Poshmark (NASDAQ: POSH) shares have fallen nearly 60% in the past few months, a disappointing turn of events after the company’s IPO in January, when the stock jumped 142% on the day it opened.
The shares are probably so low due to the timing of its market debut, which came a few weeks later. DoorDash, Airbnb, and other booming IPOs have jumped 100% or more in their early trading days (and have since seen a bit of air come out of their stock prices). Management also gave relatively weak forecasts compared to Wall Street estimates in March, which exacerbated the sell-off.
With stocks close to their IPO price, is it time to buy lower Poshmark shares?
Poshmark is a social marketplace for clothing, accessories, and other items. Its platform aims to combine the human connection of traditional shopping experiences with the scale and ease of e-commerce. Founded in 2011, Poshmark currently has 6.5 million active buyers on its platform.
The business serves both sellers and buyers. Sellers list their items (usually in their own closets) in their Poshmark profile for other users to browse and purchase. Beyond the large marketplace, Poshmark provides users with organized selling tools, efficient execution options, and a secure payment platform. Buyers turn to Poshmark for great deals and to follow their favorite sellers.

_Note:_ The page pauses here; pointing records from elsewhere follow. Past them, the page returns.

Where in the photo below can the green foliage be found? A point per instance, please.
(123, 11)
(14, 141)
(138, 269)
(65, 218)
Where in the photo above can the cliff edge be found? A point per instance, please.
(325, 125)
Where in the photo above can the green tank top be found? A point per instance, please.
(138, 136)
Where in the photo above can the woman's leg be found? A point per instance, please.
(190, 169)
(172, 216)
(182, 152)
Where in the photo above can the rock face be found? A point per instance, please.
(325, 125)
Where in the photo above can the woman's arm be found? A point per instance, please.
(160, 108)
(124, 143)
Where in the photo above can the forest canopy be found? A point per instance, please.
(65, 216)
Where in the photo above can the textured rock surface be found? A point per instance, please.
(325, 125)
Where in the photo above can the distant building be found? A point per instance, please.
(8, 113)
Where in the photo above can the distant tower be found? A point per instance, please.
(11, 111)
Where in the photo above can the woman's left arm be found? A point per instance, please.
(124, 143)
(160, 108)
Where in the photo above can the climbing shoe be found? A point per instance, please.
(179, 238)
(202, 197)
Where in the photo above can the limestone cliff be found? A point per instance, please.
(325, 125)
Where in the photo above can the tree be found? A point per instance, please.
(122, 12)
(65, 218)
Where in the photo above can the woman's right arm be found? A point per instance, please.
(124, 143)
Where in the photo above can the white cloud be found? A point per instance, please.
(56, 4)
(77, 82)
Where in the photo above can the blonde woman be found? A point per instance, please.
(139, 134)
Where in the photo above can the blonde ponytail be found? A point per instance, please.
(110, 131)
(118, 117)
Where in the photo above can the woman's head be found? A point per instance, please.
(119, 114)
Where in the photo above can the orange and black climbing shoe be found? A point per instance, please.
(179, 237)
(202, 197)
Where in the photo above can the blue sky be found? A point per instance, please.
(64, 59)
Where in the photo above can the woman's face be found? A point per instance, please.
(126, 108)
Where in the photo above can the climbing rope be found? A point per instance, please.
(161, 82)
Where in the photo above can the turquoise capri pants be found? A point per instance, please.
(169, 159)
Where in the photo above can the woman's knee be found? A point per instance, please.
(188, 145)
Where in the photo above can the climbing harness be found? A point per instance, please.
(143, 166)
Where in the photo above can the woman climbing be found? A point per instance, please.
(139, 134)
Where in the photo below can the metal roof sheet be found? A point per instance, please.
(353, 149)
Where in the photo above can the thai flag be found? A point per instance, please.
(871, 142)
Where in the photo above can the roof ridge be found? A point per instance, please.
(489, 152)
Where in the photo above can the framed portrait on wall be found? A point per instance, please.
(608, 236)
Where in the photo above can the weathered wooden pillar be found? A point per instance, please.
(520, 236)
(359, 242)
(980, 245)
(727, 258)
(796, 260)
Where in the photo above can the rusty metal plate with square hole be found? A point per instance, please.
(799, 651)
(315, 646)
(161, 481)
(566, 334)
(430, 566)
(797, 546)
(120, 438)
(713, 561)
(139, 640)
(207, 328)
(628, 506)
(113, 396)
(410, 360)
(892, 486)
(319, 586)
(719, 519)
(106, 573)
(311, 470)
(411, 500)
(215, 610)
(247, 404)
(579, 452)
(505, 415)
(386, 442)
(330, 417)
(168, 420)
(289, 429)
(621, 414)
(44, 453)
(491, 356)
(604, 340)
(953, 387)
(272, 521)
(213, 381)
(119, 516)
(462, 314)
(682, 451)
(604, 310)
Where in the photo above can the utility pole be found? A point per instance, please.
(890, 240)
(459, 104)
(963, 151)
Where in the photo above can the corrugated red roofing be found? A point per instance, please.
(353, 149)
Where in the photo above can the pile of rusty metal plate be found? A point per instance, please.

Management noted that buyers who come to Poshmark often become sellers after using the platform. This further boosts the value proposition of Poshmark, as users come to the service not only to purchase items, but also to earn money themselves.
With each purchase, Poshmark collects a fee based on the dollar amount of the transaction. For sales under $ 15, Poshmark charges a flat commission of $ 2.95. On sales over $ 15, Poshmark keeps 20% of the sale.
In 2020, Poshmark reported revenue of $ 262.1 million, up 28% from 2019. It also generated operating profit of $ 23.4 million last year, which shows that the company can grow its business without years of significant losses by investing in infrastructure and marketing. In fact, sales and marketing spend actually declined last year from $ 132.5 million to $ 92.9 million, which is a great sign of customer retention and engagement.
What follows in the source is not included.